ピアノ・トリオの代表的名盤・26 『Groovy』
当ブログでは、幾つかの特集シリーズがあります。右の「カテゴリー」にあるのですが、今日は「ピアノ・トリオの代表的名盤」です。「ピアノ・トリオの代表的名盤」は、ジャズ初心者の方々でも十分楽しめるアルバムをご紹介しています。
「ピアノ・トリオの代表的名盤」の第26回目は、Red Garland(レッド・ガーランド)の登場です。ジャズ・ピアノの入門書には、必ずと言っていいほど出てくる、レッド・ガーランドの最有名盤。そのタイトルは『Groovy』(写真)。タイトルも良し、ジャケット・デザインも、見る度に「ジャズ」を感じるジャケットでとても良い。

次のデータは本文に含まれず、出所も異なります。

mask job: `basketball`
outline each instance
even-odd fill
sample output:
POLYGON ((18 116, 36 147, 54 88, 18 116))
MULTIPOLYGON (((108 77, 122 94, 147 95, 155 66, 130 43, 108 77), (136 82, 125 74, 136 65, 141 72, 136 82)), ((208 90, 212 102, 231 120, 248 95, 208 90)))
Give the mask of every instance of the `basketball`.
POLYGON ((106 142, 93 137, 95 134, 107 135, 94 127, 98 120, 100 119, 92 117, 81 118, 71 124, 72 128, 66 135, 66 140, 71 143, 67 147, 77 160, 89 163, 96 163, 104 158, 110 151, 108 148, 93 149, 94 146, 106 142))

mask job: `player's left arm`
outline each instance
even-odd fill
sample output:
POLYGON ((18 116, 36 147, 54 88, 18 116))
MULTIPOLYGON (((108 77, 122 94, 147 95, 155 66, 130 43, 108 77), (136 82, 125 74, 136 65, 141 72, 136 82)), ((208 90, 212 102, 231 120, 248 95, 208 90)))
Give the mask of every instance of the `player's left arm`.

ちなみにパーソネルは、Red Garland (p), Paul Chambers (b), Art Taylor (ds)。1956年12月、1957年5月と8月の録音。録音日が3つに別れているのは、プレスティッジ・レーベルならではのいい加減さ。ジャム・セッションよろしく撮りためた録音を、アルバムの流れや全体の雰囲気を鑑みながら、継ぎ接ぎにしてリリースする「お得意技」である(笑)。
冒頭の「C Jam Blues」を聴いてみると、ガーランドのジャズ・ピアノの特徴が良くわかる。無駄な手癖を省いた、出来るだけ音数を少なくした、シンプルな右手。そのシンプルな右手を引き立たせるかの如く、タイミング良く、合いの手を入れる様に絶妙なブロックコードを奏でる左手。

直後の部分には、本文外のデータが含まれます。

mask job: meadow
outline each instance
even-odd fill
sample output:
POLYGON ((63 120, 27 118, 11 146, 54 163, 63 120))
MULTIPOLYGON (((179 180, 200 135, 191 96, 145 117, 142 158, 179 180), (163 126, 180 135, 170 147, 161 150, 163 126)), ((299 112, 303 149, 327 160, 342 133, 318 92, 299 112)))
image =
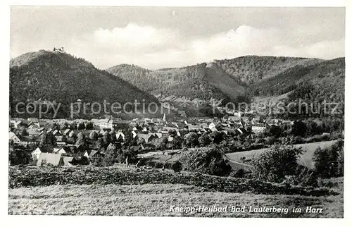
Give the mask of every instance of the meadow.
MULTIPOLYGON (((334 144, 337 141, 337 140, 322 141, 306 144, 294 145, 293 146, 301 147, 303 150, 306 151, 306 152, 304 152, 301 156, 301 164, 303 165, 306 165, 309 168, 313 168, 314 166, 314 163, 313 161, 313 155, 314 154, 314 151, 319 147, 320 147, 321 148, 329 147, 334 144)), ((268 148, 265 148, 241 152, 228 153, 226 154, 226 156, 230 160, 237 162, 241 162, 241 159, 242 158, 244 157, 246 159, 251 159, 254 155, 258 155, 262 152, 264 152, 268 148)))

カクテル・ピアノと揶揄する人もいるが、決して、ガーランドのピアノはカクテル・ピアノでは無い。左手のブロックコードに、しっかりとしたビートが効いていて、リズム感のあるオフ・ビートが、右手のシングル・トーンにジャズ独特の粘りを与える。
どのジャンルの音楽にでも言えることだが「分かり易い」ということは、聴いてもらう方からすると非常に大切な要素であり、テクニック的に非常に難しいことだ、ということを忘れてはならない。この「分かり易い」ガーランドのピアノは、ジャズ初心者にとって、実に取っつき易いジャズ・ピアノのひとつだと言えるだろう。
さて、ガーランドのピアノの最大の特徴である、その「分かり易さ」を最大限活かした演奏が、2曲目の「Gone Again」と、3曲目「Will You Still Be Mine?」だ。シンプルな右手による印象的な、唄うように奏でられる旋律、ジャズのビートを押しだしながら、カクテル・ピアノ的解釈を戒める左手のブロックコード。印象的な佳曲ほど、ガーランドのピアノは良く似合う。
ピアノ・トリオに大切な要素は、相棒のベース、ドラムのサポートであるが、このアルバムでの、ベースのポール・チェンバース、ドラムのアート・テイラーは申し分ない。全曲に渡って、アート・テイラーのドラムは、柔軟、堅実、かつドラマチックなドラムを繰り広げ、ベースのチェンバースのウォーキング・ベースはガーランドの左手のビートを強烈にサポートする。あまり評判の良くないチェンバースのボーイングも、このアルバムでは控えめで好ましい。
プレスティッジに残されたレッド・ガーランドの素晴らしい一枚。ハードバップ時代のピアノ・トリオの代表的名盤の一枚です。